Em época em que ser moderno é regredir a costumes do passado, como consumir produtos orgânicos e andar de bicicleta, a construção de ciclovias em Porto Alegre começa a apresentar um cenário de confronto até antes inimaginável. Refiro-me a disputa pelo espaço, pintado no solo de um vermelho cor de barro, entre ciclistas, motoristas de carros e pedestres.
Não que eu seja contra a circulação de bicicletas nas vias urbanas, mas a cada dia que passa fica constatado que a implantação das ciclovias porto-alegrenses não pode ser enquadrada no conceito popular de “antes tarde do que nunca”.
Nossas autoridade em circulação viária deviam (caso houvesse um adequado planejamento urbano) ter previsto que o crescente aumento no volume de veículos pela capital dos gaúchos, a exemplo do que acontece nos grandes aglomerados urbanos, iria resultar em enormes congestionamentos e que haveria uma briga por espaço entre pedestres e veículos de duas ou quatro rodas.
É o que está se vendo.

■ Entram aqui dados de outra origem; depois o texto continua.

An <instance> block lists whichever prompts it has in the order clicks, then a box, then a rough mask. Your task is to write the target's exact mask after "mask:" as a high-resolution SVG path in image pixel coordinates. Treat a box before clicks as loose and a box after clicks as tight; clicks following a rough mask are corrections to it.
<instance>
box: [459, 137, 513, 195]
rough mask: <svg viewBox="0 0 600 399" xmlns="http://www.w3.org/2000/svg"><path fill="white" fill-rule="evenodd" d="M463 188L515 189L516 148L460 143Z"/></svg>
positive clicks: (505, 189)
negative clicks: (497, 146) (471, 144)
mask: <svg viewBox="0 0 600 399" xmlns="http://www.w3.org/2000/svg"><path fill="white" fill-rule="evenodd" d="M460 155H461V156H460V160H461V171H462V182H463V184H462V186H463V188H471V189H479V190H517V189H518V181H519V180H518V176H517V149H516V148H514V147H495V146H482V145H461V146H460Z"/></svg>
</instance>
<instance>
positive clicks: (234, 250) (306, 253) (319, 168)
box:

Premidos pela escassez de obras viárias de grande porte (túneis, viadutos, passarelas, perimetrais, estacionamentos públicos, etc), de “áreas azuis”, obstáculos físicos como conteineres de lixo e caçambas de entulho, e de um transporte coletivo eficiente, os motoristas da capital se viram, repentinamente, espremidos pelas ciclovias. Óbvio, as ciclovias passaram a ocupar uma faixa de circulação habitualmente utilizada por carros.
E é esse espaço que começa a se transformar numa legítima “faixa de Gaza”. Sem espaço para estacionar, motoristas desobedecem a primazia dos ciclistas e estacionam sobre a ciclovia. Pedestres que praticam o seu cooper diário, por se sentirem mais seguros, utilizam a ciclovia como pista de corrida. Mas e os ciclistas, com ficam? Ficam furiosos. E com razão.
Mas é ai que reside o problema. Quem veio primeiro? O pedestre, a bicicleta, ou o carro? O pedestre, claro. Mas adianta remar contra a maré se a instituição veículo motor já é uma realidade? Do jeito que está, não. Então o que fazer? Exigir que a Eptc fiscalize? Bem, ai vem a velha história de que os fiscais não podem ser onipresentes. Então é preciso investir em educação? Sim, sim, sim... Mas ai o caminho é mais complicado e daria para muitos outros artigos.
O certo é que o problema está nas ruas. E as brigas já começaram. Algo precisa ser feito, sob pena de transformarmos as ciclovias num grande ringue a céu aberto. Ou pior, num caso de vida ou morte.